Mike Wallace Must Be Spinning
In His Grave

Susan Rogers

Susan Rogers

October 1, 2013

I find it surprising that 60 Minutes, which has a history of serious investigative journalism, would do such a slipshod job on the segment ‘starring’ E. Fuller Torrey.

The producers apparently saw no reason to include the fact that people diagnosed with schizophrenia can and do recover. Significantly, a decades-long study by the World Health Organization found that individuals diagnosed with schizophrenia usually do better in countries in the developing world – such as India, Nigeria and Colombia – than they do in such Western nations as Denmark, England and the United States. According to an analysis of results, “Patients in developing countries experienced significantly longer periods of unimpaired functioning in the community, although only 16% of them were on continuous antipsychotic medication (compared with 61% in the developed countries) … The sobering experience of high rates of chronic disability and dependency associated with schizophrenia in high-income countries, despite access to costly biomedical treatment, suggests that something essential to recovery is missing in the social fabric.

Nor did they include any information about initiatives such as the Hearing Voices movement, which successfully helps people learn to cope effectively with the experience of hearing voices.
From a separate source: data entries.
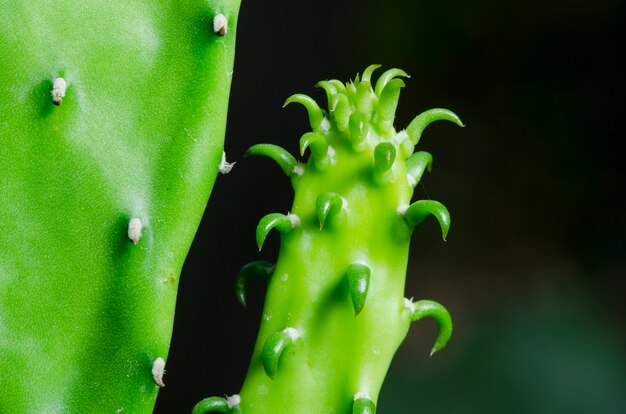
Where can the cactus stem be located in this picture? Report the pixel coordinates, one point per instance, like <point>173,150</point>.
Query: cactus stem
<point>135,228</point>
<point>59,87</point>
<point>259,269</point>
<point>225,166</point>
<point>233,401</point>
<point>388,103</point>
<point>274,347</point>
<point>220,25</point>
<point>359,283</point>
<point>211,404</point>
<point>329,205</point>
<point>384,156</point>
<point>158,370</point>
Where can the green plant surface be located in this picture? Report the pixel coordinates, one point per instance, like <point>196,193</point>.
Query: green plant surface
<point>112,123</point>
<point>335,311</point>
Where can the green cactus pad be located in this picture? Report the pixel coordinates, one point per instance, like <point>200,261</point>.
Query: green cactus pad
<point>112,124</point>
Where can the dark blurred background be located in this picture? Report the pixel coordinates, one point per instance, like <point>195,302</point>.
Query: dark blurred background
<point>534,268</point>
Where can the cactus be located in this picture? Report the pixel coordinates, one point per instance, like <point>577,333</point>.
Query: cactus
<point>335,311</point>
<point>112,125</point>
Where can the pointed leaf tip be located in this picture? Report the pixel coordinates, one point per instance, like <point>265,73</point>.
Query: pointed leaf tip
<point>421,209</point>
<point>387,76</point>
<point>319,149</point>
<point>283,223</point>
<point>281,156</point>
<point>429,308</point>
<point>257,269</point>
<point>358,283</point>
<point>416,165</point>
<point>211,405</point>
<point>273,348</point>
<point>363,405</point>
<point>367,73</point>
<point>328,205</point>
<point>316,115</point>
<point>420,122</point>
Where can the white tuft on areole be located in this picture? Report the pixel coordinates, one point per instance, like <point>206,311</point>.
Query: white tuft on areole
<point>158,370</point>
<point>233,401</point>
<point>294,220</point>
<point>292,332</point>
<point>220,25</point>
<point>359,395</point>
<point>135,228</point>
<point>225,166</point>
<point>59,87</point>
<point>298,169</point>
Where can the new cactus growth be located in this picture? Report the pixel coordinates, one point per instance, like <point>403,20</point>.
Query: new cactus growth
<point>335,311</point>
<point>112,125</point>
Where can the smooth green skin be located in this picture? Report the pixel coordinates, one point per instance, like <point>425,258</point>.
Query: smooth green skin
<point>338,354</point>
<point>83,311</point>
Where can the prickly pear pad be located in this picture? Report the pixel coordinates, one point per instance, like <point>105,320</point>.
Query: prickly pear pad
<point>112,122</point>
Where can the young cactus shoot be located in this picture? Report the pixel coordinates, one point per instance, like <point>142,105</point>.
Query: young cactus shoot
<point>335,311</point>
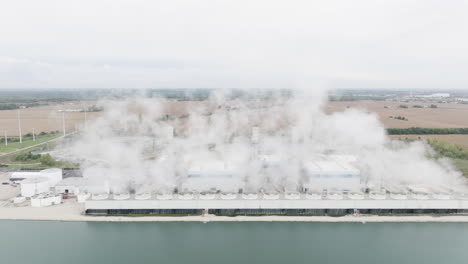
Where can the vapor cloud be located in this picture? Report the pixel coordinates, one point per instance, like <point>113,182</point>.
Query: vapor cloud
<point>132,147</point>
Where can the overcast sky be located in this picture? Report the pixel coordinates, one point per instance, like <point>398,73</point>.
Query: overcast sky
<point>227,44</point>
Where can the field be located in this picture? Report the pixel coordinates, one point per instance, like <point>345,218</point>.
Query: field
<point>446,115</point>
<point>26,143</point>
<point>43,119</point>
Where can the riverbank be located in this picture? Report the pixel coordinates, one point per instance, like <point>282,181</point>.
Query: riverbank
<point>71,211</point>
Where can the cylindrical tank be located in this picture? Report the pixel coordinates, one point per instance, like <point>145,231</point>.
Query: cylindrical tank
<point>36,201</point>
<point>47,201</point>
<point>57,199</point>
<point>142,196</point>
<point>54,175</point>
<point>100,196</point>
<point>121,196</point>
<point>31,187</point>
<point>19,199</point>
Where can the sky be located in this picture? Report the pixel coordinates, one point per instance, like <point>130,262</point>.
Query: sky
<point>233,44</point>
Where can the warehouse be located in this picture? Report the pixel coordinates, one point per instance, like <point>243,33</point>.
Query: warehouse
<point>302,206</point>
<point>212,175</point>
<point>331,173</point>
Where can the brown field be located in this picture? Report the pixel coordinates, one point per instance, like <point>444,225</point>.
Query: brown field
<point>42,119</point>
<point>461,140</point>
<point>447,115</point>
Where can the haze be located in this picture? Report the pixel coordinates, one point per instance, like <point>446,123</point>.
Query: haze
<point>233,44</point>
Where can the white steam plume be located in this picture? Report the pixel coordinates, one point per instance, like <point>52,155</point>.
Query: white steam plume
<point>132,144</point>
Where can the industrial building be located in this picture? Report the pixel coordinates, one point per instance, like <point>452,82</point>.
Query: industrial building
<point>303,205</point>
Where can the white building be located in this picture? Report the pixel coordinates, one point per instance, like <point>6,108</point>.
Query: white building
<point>76,185</point>
<point>331,173</point>
<point>33,186</point>
<point>53,175</point>
<point>209,175</point>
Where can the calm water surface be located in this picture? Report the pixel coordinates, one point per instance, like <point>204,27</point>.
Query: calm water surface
<point>79,242</point>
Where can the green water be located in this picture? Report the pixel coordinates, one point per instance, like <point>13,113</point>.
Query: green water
<point>79,242</point>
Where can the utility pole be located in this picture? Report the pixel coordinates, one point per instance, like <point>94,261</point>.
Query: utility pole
<point>86,119</point>
<point>19,126</point>
<point>63,124</point>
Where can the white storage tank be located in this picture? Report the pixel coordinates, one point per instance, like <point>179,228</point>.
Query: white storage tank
<point>82,197</point>
<point>19,199</point>
<point>57,199</point>
<point>100,196</point>
<point>271,196</point>
<point>228,196</point>
<point>249,196</point>
<point>36,201</point>
<point>54,175</point>
<point>121,196</point>
<point>142,196</point>
<point>47,201</point>
<point>33,186</point>
<point>164,196</point>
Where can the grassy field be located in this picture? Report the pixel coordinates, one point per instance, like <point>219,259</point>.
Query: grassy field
<point>26,143</point>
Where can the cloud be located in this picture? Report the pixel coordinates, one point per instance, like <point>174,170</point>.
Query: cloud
<point>244,44</point>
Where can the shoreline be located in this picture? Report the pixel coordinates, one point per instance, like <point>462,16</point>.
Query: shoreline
<point>72,212</point>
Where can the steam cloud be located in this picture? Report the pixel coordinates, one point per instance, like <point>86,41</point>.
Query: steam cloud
<point>131,144</point>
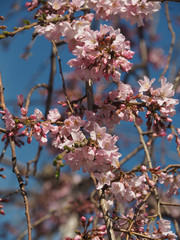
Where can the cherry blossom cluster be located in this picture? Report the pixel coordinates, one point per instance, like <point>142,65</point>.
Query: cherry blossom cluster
<point>123,104</point>
<point>161,228</point>
<point>4,200</point>
<point>134,11</point>
<point>101,54</point>
<point>97,233</point>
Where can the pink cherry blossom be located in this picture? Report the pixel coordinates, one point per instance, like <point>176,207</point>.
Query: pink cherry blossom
<point>8,118</point>
<point>53,115</point>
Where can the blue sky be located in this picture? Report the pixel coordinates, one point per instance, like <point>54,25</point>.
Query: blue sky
<point>19,75</point>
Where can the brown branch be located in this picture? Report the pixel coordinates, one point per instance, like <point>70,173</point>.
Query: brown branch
<point>106,215</point>
<point>6,34</point>
<point>44,85</point>
<point>62,76</point>
<point>130,155</point>
<point>22,186</point>
<point>36,223</point>
<point>172,41</point>
<point>51,80</point>
<point>178,1</point>
<point>2,102</point>
<point>135,233</point>
<point>90,95</point>
<point>170,204</point>
<point>35,161</point>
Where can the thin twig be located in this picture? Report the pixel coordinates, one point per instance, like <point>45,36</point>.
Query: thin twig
<point>6,34</point>
<point>130,155</point>
<point>43,85</point>
<point>35,160</point>
<point>172,41</point>
<point>106,215</point>
<point>62,76</point>
<point>22,186</point>
<point>2,102</point>
<point>51,80</point>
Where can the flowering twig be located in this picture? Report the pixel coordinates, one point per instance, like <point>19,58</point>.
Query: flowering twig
<point>172,41</point>
<point>62,76</point>
<point>130,155</point>
<point>2,102</point>
<point>22,186</point>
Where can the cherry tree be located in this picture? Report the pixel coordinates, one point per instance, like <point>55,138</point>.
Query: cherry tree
<point>118,78</point>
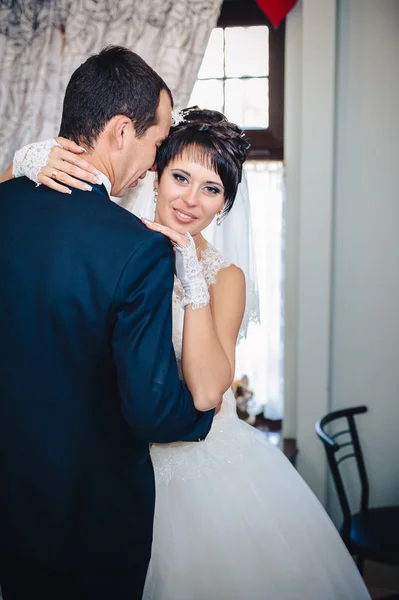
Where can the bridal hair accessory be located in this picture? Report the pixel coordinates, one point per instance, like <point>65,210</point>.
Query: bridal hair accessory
<point>177,117</point>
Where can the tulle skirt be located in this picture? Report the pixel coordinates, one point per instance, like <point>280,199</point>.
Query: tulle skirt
<point>235,521</point>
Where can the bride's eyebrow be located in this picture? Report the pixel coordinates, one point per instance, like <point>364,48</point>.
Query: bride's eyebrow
<point>207,182</point>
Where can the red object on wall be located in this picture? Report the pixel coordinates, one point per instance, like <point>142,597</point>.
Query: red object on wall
<point>276,10</point>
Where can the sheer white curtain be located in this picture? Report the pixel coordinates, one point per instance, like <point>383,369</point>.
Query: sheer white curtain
<point>42,43</point>
<point>260,356</point>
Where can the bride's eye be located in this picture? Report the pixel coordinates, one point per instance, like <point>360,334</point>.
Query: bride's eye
<point>180,178</point>
<point>212,190</point>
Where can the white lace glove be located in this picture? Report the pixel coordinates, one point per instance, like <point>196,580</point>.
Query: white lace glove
<point>31,159</point>
<point>189,271</point>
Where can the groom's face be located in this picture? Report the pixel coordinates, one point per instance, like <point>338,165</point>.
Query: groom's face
<point>138,154</point>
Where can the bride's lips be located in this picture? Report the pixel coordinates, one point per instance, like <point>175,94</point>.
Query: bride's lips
<point>183,217</point>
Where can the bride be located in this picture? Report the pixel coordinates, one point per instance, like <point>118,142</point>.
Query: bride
<point>233,518</point>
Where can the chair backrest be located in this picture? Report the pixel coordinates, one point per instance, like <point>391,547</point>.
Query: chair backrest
<point>333,448</point>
In a small British pilot study, 16 individuals diagnosed with schizophrenia were able to control their auditory hallucinations with an experimental treatment called “avatar therapy.” The treatment involves creating a computer-based representation – including a face and a voice – of the entity they believe is talking to them. The individual’s therapist is then able to speak through the avatar, encouraging the individual to counter the voice and to take control of the hallucinations. Three of the 16 people who participated in the study completely stopped hearing their voices as a result of the therapy, and almost all of the participants reported a reduction in frequency and in the severity of distress the voices caused, according to a published report. Because of the pilot’s success, The Wellcome Trust will fund a larger study, to be led by researchers at King’s College London’s Institute of Psychiatry. Thomas Craig, the psychiatrist who will lead the larger trial, said that if the study is successful, the therapy could be widely available within a few years.

Although Dr. Torrey believes that individuals diagnosed with mental health conditions should be force-medicated if they refuse to take medication voluntarily, journalist Robert Whitaker shows that medication contributes to chronicity. In the era that followed the introduction of Thorazine in 1955 there has been an exponential rise in the numbers of individuals disabled by mental health disorders, he reports in his book “Anatomy of an Epidemic.” Whitaker told Behavioral Healthcare, “… nfortunately I’m afraid psychiatry no longer knows how to get back on track with honest reporting of what it does and does not know, and honest investigations of psychiatric medications …  Ultimately, I think we need a new paradigm built on the framework of psychosocial and recovery practices.”

The “60 Minutes” producers made a serious error in relying upon Dr. E. Fuller Torrey as its main source. Torrey admits to fabricating “evidence” to further his goal of making it easier to lock up people who have psychiatric diagnoses. Toward this end, he has for years engaged in “an intensive public relations campaign linking mental illness with violence.”

To the contrary, according to a NY Times article, only about 4 percent of violence in the United States can be attributed to people with mental illness.” And the 4 percent statistic is about violence of any kind – which, according to the study cited, would include something as relatively innocuous as threatening behavior – as opposed to just homicides. Also, since the fears of the general public largely focus on strangers with mental health conditions, it is significant to report another study, which estimated that there is only one stranger homicide per 14.3 million people per year.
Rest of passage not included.